明治啓蒙の言説に蘇る荻生徂徠 ~ 伊藤仁斎と荻生徂徠 その一 ~

荻生徂徠は、明治の啓蒙の言説のうちに蘇る。徂徠は、伊藤仁斎の古義学を批判し、古文辞学を提唱した。その伊藤仁斎は、はじめ朱子学を信奉し、『敬斎』と号してゐた。しかしその後、朱子学の理と敬の思想を批判し、仁愛の倫理を説くといふ思想転換をしたのである。彼は、朱子学、陽明学の考へ方は、「経書の解釈方法を歪めてゐる」として古義学を提唱した。つまり、『敬斎から仁斎への変化』である。

 陳淳の『性理字義』を換骨奪胎してしまった伊藤仁斎の著書『語孟字義』がある。
※陳淳は、朱熹の弟子で、福建南部漳州の出身である。彼は朱熹が漳州に知事として在任してゐた時に入門し、数箇月後に朱熹が帰郷してからは書簡の往復によって教示を受けた。
この二つの「字義」解明といふ言語的作業によって、前者では<朱子学>が生産され、後者では<朱子学>の解体的作業を通じて<古学>といふ新たな思想が開かれるといふ思想営為の差異が生じるのである。

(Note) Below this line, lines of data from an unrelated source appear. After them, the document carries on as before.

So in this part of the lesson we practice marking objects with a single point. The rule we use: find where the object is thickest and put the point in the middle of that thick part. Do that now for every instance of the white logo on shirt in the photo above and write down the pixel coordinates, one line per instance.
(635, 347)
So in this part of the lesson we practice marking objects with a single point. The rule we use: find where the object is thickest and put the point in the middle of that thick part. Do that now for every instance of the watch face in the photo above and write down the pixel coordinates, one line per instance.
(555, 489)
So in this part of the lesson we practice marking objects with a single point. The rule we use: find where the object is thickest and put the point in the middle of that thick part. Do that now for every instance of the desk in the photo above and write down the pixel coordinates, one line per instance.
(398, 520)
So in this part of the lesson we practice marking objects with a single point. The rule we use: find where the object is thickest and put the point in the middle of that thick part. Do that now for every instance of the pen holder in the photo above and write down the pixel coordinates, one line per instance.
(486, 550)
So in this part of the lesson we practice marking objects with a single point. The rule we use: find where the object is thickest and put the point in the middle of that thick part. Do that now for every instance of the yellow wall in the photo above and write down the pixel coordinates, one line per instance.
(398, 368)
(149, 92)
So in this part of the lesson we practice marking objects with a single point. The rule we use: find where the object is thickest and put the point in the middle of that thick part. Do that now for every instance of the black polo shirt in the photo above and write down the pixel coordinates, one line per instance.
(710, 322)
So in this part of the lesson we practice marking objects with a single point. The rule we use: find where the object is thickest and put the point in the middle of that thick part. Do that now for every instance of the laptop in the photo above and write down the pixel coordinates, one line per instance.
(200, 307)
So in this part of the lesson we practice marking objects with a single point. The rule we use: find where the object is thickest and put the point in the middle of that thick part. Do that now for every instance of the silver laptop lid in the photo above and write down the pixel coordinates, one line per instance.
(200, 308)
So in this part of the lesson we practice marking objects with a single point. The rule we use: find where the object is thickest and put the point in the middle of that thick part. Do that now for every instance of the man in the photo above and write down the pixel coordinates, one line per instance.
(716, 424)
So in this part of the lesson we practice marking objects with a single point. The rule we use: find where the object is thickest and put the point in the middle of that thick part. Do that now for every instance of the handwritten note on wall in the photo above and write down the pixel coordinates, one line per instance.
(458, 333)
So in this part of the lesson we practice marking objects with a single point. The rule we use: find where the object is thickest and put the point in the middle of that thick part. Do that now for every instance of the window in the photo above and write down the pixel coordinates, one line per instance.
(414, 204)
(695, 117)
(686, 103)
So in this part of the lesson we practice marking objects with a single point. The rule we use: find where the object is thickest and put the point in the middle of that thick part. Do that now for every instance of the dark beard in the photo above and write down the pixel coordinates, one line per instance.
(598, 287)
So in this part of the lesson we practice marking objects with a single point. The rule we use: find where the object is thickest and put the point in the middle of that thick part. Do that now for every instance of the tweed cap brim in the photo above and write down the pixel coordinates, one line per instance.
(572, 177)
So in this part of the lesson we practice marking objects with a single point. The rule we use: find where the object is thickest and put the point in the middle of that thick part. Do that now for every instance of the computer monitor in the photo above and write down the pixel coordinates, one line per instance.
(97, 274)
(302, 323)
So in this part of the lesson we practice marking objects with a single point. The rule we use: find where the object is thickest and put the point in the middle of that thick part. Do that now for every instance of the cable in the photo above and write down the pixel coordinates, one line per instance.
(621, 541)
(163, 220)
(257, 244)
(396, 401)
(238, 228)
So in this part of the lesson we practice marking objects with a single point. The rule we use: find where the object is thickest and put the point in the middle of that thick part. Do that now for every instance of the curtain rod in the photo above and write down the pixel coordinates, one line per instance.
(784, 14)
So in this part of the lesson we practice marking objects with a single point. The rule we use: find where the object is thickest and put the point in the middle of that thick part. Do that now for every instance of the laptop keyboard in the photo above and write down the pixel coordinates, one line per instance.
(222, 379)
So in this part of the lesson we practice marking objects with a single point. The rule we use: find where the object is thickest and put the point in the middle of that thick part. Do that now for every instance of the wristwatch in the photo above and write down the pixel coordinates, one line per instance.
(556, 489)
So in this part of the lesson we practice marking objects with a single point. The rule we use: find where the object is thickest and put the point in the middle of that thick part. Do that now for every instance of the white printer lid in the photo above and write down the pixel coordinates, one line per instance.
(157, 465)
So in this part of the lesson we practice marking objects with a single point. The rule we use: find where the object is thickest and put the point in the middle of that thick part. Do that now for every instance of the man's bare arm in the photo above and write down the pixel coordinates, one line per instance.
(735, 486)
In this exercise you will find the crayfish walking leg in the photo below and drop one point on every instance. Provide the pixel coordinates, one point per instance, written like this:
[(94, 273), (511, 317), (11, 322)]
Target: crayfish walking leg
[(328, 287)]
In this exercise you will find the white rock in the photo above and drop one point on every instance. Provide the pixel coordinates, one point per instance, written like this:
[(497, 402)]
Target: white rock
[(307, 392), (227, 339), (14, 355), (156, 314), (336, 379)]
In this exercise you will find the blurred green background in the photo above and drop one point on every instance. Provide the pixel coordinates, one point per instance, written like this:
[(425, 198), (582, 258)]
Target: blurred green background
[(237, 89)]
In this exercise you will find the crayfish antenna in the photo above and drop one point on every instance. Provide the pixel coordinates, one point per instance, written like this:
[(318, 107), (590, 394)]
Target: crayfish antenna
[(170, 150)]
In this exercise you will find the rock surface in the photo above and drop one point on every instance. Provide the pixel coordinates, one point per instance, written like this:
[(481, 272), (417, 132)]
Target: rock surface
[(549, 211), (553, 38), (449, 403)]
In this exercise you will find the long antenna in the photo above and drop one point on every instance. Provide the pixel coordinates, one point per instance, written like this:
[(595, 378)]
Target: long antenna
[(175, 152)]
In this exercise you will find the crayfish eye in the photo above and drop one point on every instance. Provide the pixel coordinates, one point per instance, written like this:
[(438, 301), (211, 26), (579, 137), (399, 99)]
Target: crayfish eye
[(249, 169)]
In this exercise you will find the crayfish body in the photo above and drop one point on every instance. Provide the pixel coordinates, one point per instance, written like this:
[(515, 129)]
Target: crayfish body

 仁斎がとる「字義」学の戦略とは、「語孟の二書を熟読精思し、聖人の意志語脈を能く心目の間に瞭然たらしむる」といふ言葉でいはれる。仁斎が「聖人」といふ時、それは孔子を指す。『論語』『孟子』の二書を熟読精思して、孔子の考へとその思想の文脈とを明瞭ならしめる事だといふのである。
「語孟二書を熟読精思して、聖人の意思語脈をして能く心目の間に瞭然たらしめよ」といふ仁斎の命題を、子安宣邦氏はかう云ふ。
『朱子テクストの<内的>読解を通しての朱子学的儒学説の反復的な再生産の構造の<外部>に己の視点を設定する事を意味する。「語孟二書」とはそのやうな反復的な再生産の構造の<外部>にとられた視点である。』

<内的>、<外部>といふ言葉の使用が、仁斎の古義学を実に興味深く表してゐる。

そして子安宣邦氏は、古義学をかうまとめる。


『語孟字義』とは、「語孟二書」によって朱子学として反復される儒学的言説とその概念構成のあり方を脱構築しようとする作業、すなはち、「語孟字義」といふ言語的作業の集大成である。だが、「語孟字義」といふ「字義」の解明作業は、「語孟」による、或は「孔孟の意思語脈」による「字義」の解明である。しかもその「字義」の解明は、すでに見たやうに読み直しとしてなされる。だから「語孟」による「字義」の解明とは、「語孟」を視点とする「字義」の読み直しである。それが「古義」学である。』

 いつしか「天命」といふ言葉は、人間の内面における自覚に呼応する言葉となってゐる。だが、性理学(朱子学)的言語が、儒家知識人の専用の言語として、「天命」とはしかく単純に自立する人間の内省に呼応する言葉ではなかった。孔子の上に人生の階梯が存在すると見ることと、すでに折り合ひのつけ難い聖人観が彼ら儒家知識人にはあったのである。聖人とは、彼らにあって、この世に生まれるとともに知至り、勉めることなく安らかに行ひうる存在ではなかったか。『論語』の中で学問に勉め徳を進める階梯を、孔子が自らの人生の回顧のごとく語ってゐる事を、あの聖人観に立つ儒家知識人は、どのやうに解するといふのだらうか。
程氏は、「学者の為に法を立つ。これをして科(あな)を盈(みた)してのち進み、章を成して後達せしむるのみ」といふ。また胡安国は、「聖人の数、亦多術、然れどもその要は人をしてその本心を失はざらしむるのみ。この心を得んと欲するものは、ただ聖人の示すところの学を志し、その序に循ひて進むのみ。一疵の存せざるに至り、万理明尽ののち、即ちその日用の間、本心瑩然として、意の欲する所に随ひて、至理に非ざることなし」と説く。
 程氏らは、『論語』の孔子の言に、夫子自らが己れの学問と人生の過程を回顧した言葉、すなはち「自叙伝」を読まうとはしない。むしろ学に志し道に進むものへの孔子による法の提示をそこに読むのである。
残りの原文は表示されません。